Ist aber offenbar alles nicht brisant genug, um das auch entsprechend zu thematisieren.
Interessant auch die Logik, dass man mit immer mehr und gewichtigeren Waffenlieferungen ohnehin schon alle erdenklichen roten Linien überschritten habe (wenn auch hie und da erst nach einigem Zögern), deshalb könne man nun getrost noch die letzten dieser Linien mit Anlauf überspringen.
Dass man solcherart auch mit Karacho in einen WW III hineinköpfeln könnte, diese immense Gefahr ist den Berichten, wenn überhaupt, bloß eine Randnotiz wert.
Höchstens heißt es, Macron hätte mit seinem Vorstoß vielleicht da oder dort ein wenig „irritiert“ oder der Franzose würde in dieser Frage schon auch „Widerspruch ernten“; die Entsendung westlicher Truppen wurde ab da aber als etwas diskutiert, das durchaus denkbar ist und früher oder später wohl auch gemacht werden sollte.

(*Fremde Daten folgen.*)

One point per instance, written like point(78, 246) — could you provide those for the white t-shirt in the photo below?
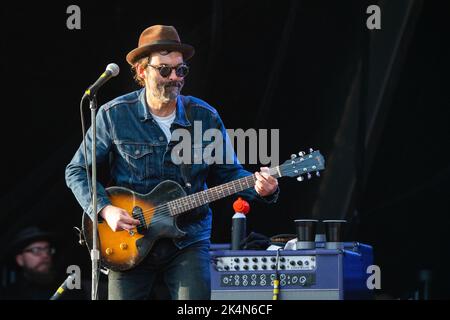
point(165, 123)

Man liest vor allem Schlagzeilen wie:
„Macron schließt westliche Bodentruppen in der Ukraine nicht aus“
„Mit dem Satz von westlichen Bodentruppen in der Ukraine bricht Macron ein Tabu“
„Polen unterstützt Macrons Bodentruppenvorstoß für die Ukraine“
„Macron offen für Entsendung westlicher Soldaten in Ukraine“
„Was ist Macrons Strategie beim Thema Bodentruppen?“

Betont objektiv gibt man hier wieder, was der französische Präsident gesagt hat, als wäre der Sager an sich gar nichts Besonderes oder man stellt es gar noch so dar, als hätte Macron in einem mutigen, aufklärerischen Sinn etwas Anachronistisches enttabuisiert („bricht ein Tabu“).
Macron sei „offen“ für die gewisse Idee ist so eine andere Formulierung, mit der man vor allem positive Assoziationen erreicht. Offen zu sein anstatt sich vor Ideen zu verschließen, das ist doch gut, denkt sich der Leser.

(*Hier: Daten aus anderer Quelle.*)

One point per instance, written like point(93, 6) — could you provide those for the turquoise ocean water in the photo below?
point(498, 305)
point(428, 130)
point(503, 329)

Und Unterstützer gibt es auch schon, da kann die Idee ja nicht so verkehrt sein.
Die Frage nach der „Strategie“ rückt den Sachverhalt ebenso gedanklich in eine wohlwollende Richtung. Man geht davon aus, dass hinter der provokanten Aussage ja doch eine überlegte Strategie und ein höherer Sinn stehen muss.

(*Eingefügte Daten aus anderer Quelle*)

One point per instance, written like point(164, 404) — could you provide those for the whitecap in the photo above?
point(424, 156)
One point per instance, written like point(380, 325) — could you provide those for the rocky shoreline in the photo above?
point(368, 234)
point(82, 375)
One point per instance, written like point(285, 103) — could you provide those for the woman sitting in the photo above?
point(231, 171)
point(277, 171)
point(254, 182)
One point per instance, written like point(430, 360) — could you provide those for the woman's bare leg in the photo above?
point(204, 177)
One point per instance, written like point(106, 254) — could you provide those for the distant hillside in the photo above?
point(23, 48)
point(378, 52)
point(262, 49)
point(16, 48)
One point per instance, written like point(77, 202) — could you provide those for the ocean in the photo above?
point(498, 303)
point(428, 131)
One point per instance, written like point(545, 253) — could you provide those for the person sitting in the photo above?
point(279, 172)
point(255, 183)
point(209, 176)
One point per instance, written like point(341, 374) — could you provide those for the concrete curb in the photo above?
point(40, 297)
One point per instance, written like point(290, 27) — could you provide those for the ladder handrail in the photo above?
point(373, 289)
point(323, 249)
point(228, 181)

Empörung, Entsetzen, Unverständnis, Schadensbegrenzung, Schamgefühle oder explizite Distanzierung sucht man in den Berichten und Kommentaren zum französischen Präsidenten und seinen verbalen Vorstößen recht vergeblich.
Vom Zurückrudern ist bei Macron natürlich auch keine Rede.
Im Gegenteil, der Mann hat nochmal kräftig nachgelegt und seine unerhörte Idee nun schon mehrfach wiederholt, hat ihr extra nochmal neuen Wind unter die Flügel geblasen.
Erst heute wieder lese ich in den Nachrichten:
„Macron denkt erneut westlichen Militäreinsatz an“ und „Frankreichs Präsident hat seine umstrittene Äußerung zu einem möglichen Einsatz westlicher Bodentruppen in der Ukraine BEKRÄFTIGT.“
https://orf.at/stories/3351813/

Im Vergleich, soviel wird lichtvoll, hat Papst Franziskus mit seiner Friedensidee leider haushoch verloren.
Eine eklatante Niederlage, muss man so sagen.
Peinlich.
Macron und dies andere, sie sind am Gewinnen, unverkennbar.